When I sign contracts, I’m $6,000 in the hole. That’s the venue, artist and insurance costs, before you add in Green Room food and any other expenses that come up, and they always come up.
I’m an individual, not a corporation or nonprofit. It’s me who’s going to pay for it if the show tanks.
What are your long-range plans?
My long-range plans are at the Empress Theatre in Vallejo. VenueTech took over management about a month ago, so everything is on hold now because they’re in a reorganization mode. They asked me to itemize the changes I think need to be made, things that get in the way of producing shows there. …
There are some challenges with an old vaudeville movie theater – the Green Room is next door, in a building shared with a restaurant, you need security because of the location and that adds to the cost.
Because of some of these extraneous costs, some shows have not been financially feasible. The bottom line is that I’m not doing shows anywhere where I’ve done the numbers and they show it will be in the red. I’m not in a situation where I can do shows in the red.

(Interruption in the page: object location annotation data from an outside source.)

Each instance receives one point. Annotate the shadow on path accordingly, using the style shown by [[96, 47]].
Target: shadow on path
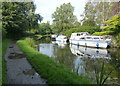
[[19, 71]]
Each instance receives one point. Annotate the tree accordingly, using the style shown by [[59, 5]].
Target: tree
[[63, 18], [89, 23], [97, 12], [17, 17], [113, 24]]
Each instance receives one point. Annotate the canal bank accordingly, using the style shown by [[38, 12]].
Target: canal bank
[[19, 71], [49, 69], [82, 60]]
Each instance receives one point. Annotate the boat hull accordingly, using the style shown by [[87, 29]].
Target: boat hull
[[91, 43]]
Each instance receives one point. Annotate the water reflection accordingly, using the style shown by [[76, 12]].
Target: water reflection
[[83, 60], [90, 52], [60, 43]]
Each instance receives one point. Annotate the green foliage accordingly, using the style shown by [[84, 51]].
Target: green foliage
[[100, 75], [97, 12], [63, 18], [30, 42], [104, 33], [89, 23], [4, 68], [89, 29], [19, 17], [113, 24], [38, 37], [54, 73], [45, 29]]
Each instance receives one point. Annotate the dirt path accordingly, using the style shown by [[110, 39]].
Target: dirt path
[[19, 71]]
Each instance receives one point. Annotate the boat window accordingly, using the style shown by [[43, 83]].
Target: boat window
[[78, 34], [96, 38], [81, 33], [82, 38], [88, 37]]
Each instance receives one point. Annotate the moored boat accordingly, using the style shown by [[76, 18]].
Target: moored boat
[[62, 38], [84, 39]]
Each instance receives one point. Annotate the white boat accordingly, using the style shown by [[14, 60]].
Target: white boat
[[84, 39], [60, 43], [62, 38], [89, 52], [54, 36]]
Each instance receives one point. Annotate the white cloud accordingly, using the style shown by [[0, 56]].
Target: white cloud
[[47, 7]]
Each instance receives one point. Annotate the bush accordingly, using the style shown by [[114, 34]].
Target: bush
[[89, 29], [103, 33], [30, 42], [4, 68], [54, 73]]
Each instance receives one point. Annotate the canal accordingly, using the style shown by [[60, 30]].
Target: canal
[[83, 60]]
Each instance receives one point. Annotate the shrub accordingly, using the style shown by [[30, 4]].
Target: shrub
[[4, 68], [54, 73], [30, 42]]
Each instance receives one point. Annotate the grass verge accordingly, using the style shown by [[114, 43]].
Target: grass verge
[[49, 69], [4, 68]]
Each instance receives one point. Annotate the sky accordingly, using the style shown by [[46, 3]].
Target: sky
[[46, 7]]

So it depends on how the Empress works out. The Empress has a beautiful stage. I’d love to make it my home.
What comes next for Red Dragonfly?
I’d like it to become an income producer. For the past five years, I’ve taken the money from each show and put it into the next show. I’ve bought my own sound system and I started buying lighting.
So the bad economy has been good for me in a way because it made me make decisions. I’m cutting back. Some people have hobbies like golf that they enjoy. But if you wake up on a Saturday and you don’t want to go golfing, you don’t have to.

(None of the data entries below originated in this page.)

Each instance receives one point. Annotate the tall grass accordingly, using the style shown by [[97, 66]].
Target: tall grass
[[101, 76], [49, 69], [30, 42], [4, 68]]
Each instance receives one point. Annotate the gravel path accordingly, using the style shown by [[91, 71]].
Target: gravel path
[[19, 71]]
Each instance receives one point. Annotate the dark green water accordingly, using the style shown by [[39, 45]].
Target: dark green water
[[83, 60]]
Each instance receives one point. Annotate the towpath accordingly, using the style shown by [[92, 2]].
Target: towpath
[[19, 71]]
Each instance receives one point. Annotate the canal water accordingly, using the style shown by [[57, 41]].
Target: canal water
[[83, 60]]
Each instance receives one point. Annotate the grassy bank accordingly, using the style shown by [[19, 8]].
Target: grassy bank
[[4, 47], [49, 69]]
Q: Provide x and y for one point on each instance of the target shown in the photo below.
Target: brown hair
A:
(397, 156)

But if you’re putting on a show, you don’t have the luxury of not doing it. When you have multiple shows coming up, you don’t have a choice. So you don’t get the opportunity to unplug.
So you’re taking some time off?
I’ve worked five years without a break. I’ve never had a time when I didn’t have shows on the calendar. If it’s not going to generate some revenue, I need to cut back. I can do fewer shows and have a better quality of life. …
So the Spenger Garden series ends in October and then I’m going to take a couple months off. I started saying no to everything about two months ago. …
I have got to take a break in order to figure out what’s next and where I want to go. It’s been five years — I need a couple of months without a show. By the time I return from hiatus, the Empress should be settled. I’d like a home stage. I want a community, I’m not an itinerate producer.
I want to wake up in the morning without a long “to-do” list. I’ll still teach lessons, but I want to find some balance in my life.